I enjoyed Akwaeke Emezi's Freshwater – which I read at the beginning of this year – a great deal. The book, which is somewhat autobiographical, explores aspects of living as what is referred to as “obanje” in Igbo culture - existing with multiple spirits inhibiting your body. Having read Ben Okri's The Famished Road, Helen Oyeyemi’s The Icarus Girl, Nnedi Okorafor’s Akata Witch and Who Fears Death, Credo Mutwa’s Indaba My Children, Jennifer Nansubuga Makumbi's Kintu, and Tomi Adeyemi's Children of Blood and Bone, I found Freshwater to be the first to encompass my experiences as a spirit child into a single narrative.

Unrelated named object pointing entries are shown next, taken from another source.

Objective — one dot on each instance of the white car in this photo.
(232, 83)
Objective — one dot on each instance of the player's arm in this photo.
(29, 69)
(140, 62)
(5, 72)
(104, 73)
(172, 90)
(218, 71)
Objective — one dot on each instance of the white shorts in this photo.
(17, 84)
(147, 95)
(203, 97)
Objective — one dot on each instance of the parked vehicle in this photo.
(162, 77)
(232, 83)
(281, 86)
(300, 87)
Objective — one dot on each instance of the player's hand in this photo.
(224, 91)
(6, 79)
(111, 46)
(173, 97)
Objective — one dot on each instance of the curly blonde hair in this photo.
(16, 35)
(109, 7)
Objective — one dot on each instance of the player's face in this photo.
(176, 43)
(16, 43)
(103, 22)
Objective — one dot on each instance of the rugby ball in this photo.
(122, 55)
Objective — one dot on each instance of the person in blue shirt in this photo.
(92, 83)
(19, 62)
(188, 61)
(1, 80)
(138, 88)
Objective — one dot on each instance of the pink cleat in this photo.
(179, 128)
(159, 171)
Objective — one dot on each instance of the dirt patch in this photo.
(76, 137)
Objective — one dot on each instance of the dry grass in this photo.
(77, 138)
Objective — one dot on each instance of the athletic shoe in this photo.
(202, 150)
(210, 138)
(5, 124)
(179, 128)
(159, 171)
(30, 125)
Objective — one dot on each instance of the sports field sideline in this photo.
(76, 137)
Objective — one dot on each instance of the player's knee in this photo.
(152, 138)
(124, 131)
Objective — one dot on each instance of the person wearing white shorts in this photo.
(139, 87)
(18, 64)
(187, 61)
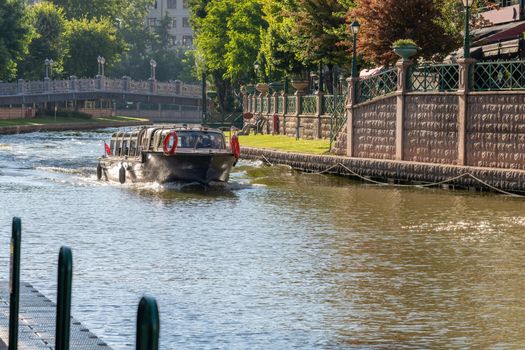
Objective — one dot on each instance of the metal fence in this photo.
(377, 85)
(308, 105)
(47, 86)
(494, 76)
(148, 322)
(291, 104)
(433, 77)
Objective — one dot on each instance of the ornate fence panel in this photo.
(8, 88)
(291, 104)
(377, 85)
(433, 77)
(113, 85)
(308, 105)
(280, 104)
(34, 87)
(490, 76)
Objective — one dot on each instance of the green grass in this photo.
(68, 120)
(285, 143)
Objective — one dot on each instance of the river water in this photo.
(275, 260)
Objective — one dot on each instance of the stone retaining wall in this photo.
(374, 129)
(496, 131)
(431, 129)
(399, 171)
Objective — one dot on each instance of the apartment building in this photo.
(178, 12)
(501, 36)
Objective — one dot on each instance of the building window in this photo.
(187, 40)
(152, 22)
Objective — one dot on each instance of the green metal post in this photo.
(466, 43)
(148, 324)
(14, 283)
(204, 101)
(63, 318)
(354, 58)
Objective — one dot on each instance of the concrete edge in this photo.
(401, 172)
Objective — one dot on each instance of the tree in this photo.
(85, 41)
(384, 21)
(16, 34)
(317, 31)
(49, 25)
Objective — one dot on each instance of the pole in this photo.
(466, 43)
(204, 102)
(354, 58)
(148, 324)
(14, 286)
(63, 318)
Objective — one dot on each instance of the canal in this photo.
(276, 260)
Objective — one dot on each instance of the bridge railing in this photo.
(126, 84)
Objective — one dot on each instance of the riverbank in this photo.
(397, 173)
(19, 126)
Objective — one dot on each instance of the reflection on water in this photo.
(275, 259)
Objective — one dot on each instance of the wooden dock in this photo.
(37, 322)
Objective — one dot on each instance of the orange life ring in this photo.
(171, 135)
(235, 147)
(275, 124)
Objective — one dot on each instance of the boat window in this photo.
(132, 147)
(189, 139)
(124, 150)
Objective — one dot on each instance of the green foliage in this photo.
(317, 31)
(14, 38)
(49, 25)
(384, 21)
(86, 40)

As someone who was raised in a Christian family and grew to be invested in African spirituality I pay close attention to the effects of colonial epistemic violence on my community and because some of the things we experience are no longer spoken about I try to find answers in the experiences and understanding of others. The issue of hosting a multitude in the same body, and how each affects different aspects of your personality, is documented with extreme attention in this book.

 

KARABO HIINE (@spinesandtitles)

Tell us a bit about yourself?

My name is Karabo Hiine. I’m a Johannesburg-based full-time book reader and part-time lawyer. My love for reading was inspired by my grandmother, who often took me to the local library to lend books for the month.

 

What can followers expect from you?

I’m a big fan of African literature. I’m an even bigger fan of black feminist literature. I have decided to be more intentional about the books I read and so followers should expect more black feminist literature, queer literature, pro-black and anti-racist literature. Literature that speaks to who I am.

There’s so much I don’t know and there’s so much more to learn, so I’m looking forward to engaging with Bookstagrammers and book lovers on these genres.

I usually post my monthly TBR (to be read) list, but that adds unnecessary pressure to the joy of reading. My bookstagram profile says I am “endorsing the love for literature and a glazzof”, so I’ll definitely continue sharing my favourite drinks, sometimes smoothies sometimes wine, all while enjoying my favourite jazz tunes.

 

Tell us about a recent book you loved – and why?

It’s incredibly difficult to just pick one. A recent book I read and find worth recommending is Nervous Conditions by Tsitsi Dangarembga. I enjoyed the female-centred narrative and how critical it was of the patriarchal order of life. It is certainly one of those books I wish I had read when I was much younger but I now appreciate that, the older I grow and understand what it means to be black and female, my responsibility to centre my reading on who I am and who I aspire to be grows with me.